Benito Santiago Jr.

No. 22 – Indios de Mayagüez
- Position: Small forward
- League: Baloncesto Superior Nacional

Personal information
- Born: June 22, 1989 (age 36) Coamo, Puerto Rico
- Nationality: Puerto Rican
- Listed height: 6 ft 6 in (1.98 m)
- Listed weight: 210 lb (95 kg)

Career information
- College: Miami Dade College (2009–2010); Lon Morris College (2010–2011); University of the Cumberlands (2011–2013);
- NBA draft: 2013: undrafted
- Playing career: 2013–present

Career history
- 2012–2013: Indios de Mayagüez
- 2013–2014: Santeros de Aguada
- 2014–2017: Atléticos de San Germán
- 2017–2023: Vaqueros de Bayamón
- 2024: Mets de Guaynabo
- 2024–2025: Cangrejeros de Santurce
- 2026–present: Indios de Mayagüez

= Benito Santiago Jr. =

Puerto Rican basketball player

Benito Santiago Jr. (born June 22, 1989) is a Puerto Rican professional basketball player for Indios de Mayagüez of the Baloncesto Superior Nacional (BSN).
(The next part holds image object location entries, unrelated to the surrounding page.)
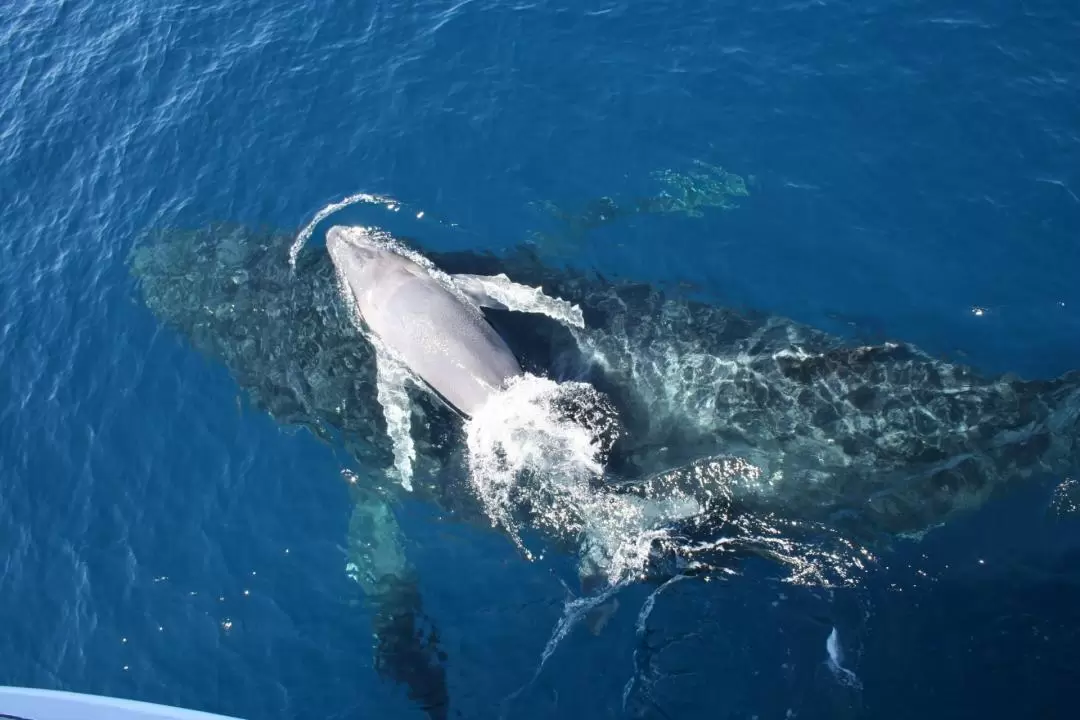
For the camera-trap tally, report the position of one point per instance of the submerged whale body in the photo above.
(883, 433)
(876, 440)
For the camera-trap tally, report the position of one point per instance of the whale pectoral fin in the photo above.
(501, 293)
(391, 377)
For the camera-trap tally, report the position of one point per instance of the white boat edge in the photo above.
(36, 704)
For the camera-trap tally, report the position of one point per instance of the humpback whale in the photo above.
(778, 420)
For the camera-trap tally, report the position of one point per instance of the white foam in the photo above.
(305, 234)
(390, 390)
(522, 452)
(835, 662)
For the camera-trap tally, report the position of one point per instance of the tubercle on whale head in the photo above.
(354, 241)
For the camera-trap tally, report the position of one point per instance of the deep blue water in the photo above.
(910, 162)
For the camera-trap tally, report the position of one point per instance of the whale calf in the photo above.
(431, 324)
(879, 439)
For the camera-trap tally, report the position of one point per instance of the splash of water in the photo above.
(391, 377)
(523, 452)
(305, 234)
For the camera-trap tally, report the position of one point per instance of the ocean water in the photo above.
(913, 173)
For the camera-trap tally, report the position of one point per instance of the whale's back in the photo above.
(443, 339)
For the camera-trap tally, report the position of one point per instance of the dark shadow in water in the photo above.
(866, 440)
He played college basketball for Cumberlands. He is a former baseball player just like his father, Benito Santiago.

== Personal life ==
Santiago is the son of former Major League Baseball player Benito Santiago.

==Baseball career==
Santiago was selected in the 31st round of the 2010 Major League Baseball draft by the Chicago Cubs.